AKI is staged from 1 to 3 based on the rise in creatinine from baseline or the drop in urine output. Stage 1 is a 1.5-1.9 times rise in creatinine, Stage 2 is 2.0-2.9 times, and Stage 3 is a 3 times rise or an increase to ≥354 µmol/L or initiation of renal replacement therapy.
Casts are cylindrical structures formed in the kidney tubules and found in the urine. Different types of casts can point to specific intrinsic renal diseases. For example, “muddy brown” granular casts are characteristic of Acute Tubular Necrosis (ATN).
Indications for referral include severe AKI (Stage 3), a suspected intrinsic renal disease (e.g., glomerulonephritis), complications that are difficult to manage (e.g., severe hyperkalaemia or acidosis), or if the cause of the AKI is unclear.
This is a specific type of pre-renal AKI that occurs in patients with advanced liver cirrhosis. The severe liver disease leads to complex changes in blood flow that cause the kidneys to fail, even though the kidneys themselves are structurally normal.
No.
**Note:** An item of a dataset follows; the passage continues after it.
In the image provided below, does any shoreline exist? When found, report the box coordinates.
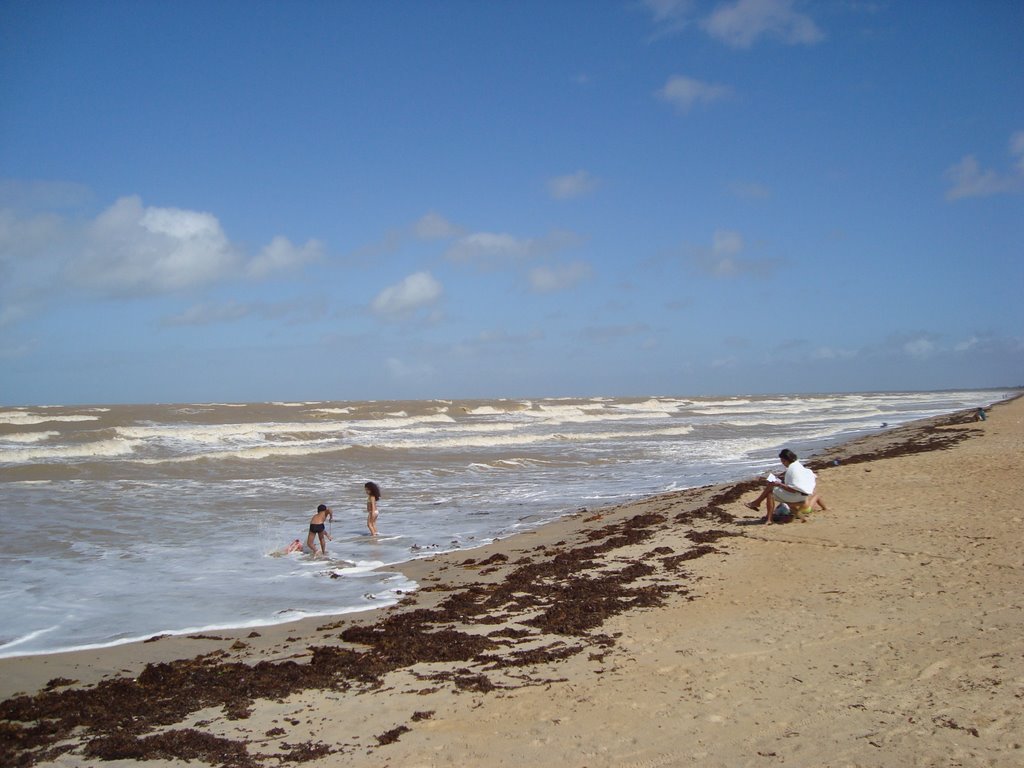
[0,403,983,701]
[0,397,1022,766]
A renal biopsy is an invasive procedure and is typically only performed if the cause of the intrinsic AKI is unclear and a diagnosis of a condition like vasculitis or glomerulonephritis is suspected, as this would significantly alter management.
Metformin is cleared by the kidneys. In AKI, metformin can accumulate in the body, which carries a significant risk of causing a severe lactic acidosis, a life-threatening complication.
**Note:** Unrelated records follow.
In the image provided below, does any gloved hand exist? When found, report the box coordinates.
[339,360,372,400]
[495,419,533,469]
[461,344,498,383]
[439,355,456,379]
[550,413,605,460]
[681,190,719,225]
Yes, many patients, especially those with pre-renal or post-renal causes, can make a full recovery if the underlying cause is treated promptly. However, a severe episode of AKI is a major risk factor for developing CKD in the future.
In a CPSA station, you might be given a set of blood results showing a rising creatinine and high potassium. You would be expected to recognise the AKI and its complication, and articulate the immediate, safe management plan (A-E assessment, stop nephrotoxics, treat hyperkalaemia, investigate the cause).
Identifying the cause using the “pre-renal, renal, post-renal” sieve. The management is entirely dependent on the underlying aetiology, so a logical and thorough search for the cause is the most critical step.
Conclusion
Mastering AKI management UKMLA is about applying a structured and systematic approach to a common clinical problem. By following the 5-step framework—Diagnose and Stage, Identify the Cause, Investigate, Manage, and treat Complications—you can confidently navigate any AKI scenario presented in the UKMLA. This logical process prevents you from missing crucial steps and ensures your management plan is safe and effective.
Remember that this is not just about passing an exam; it is about developing the skills to manage a sick patient safely. The principles of Good medical practice require you to be competent and to work within your limits. A systematic approach to conditions like AKI is a cornerstone of that competence.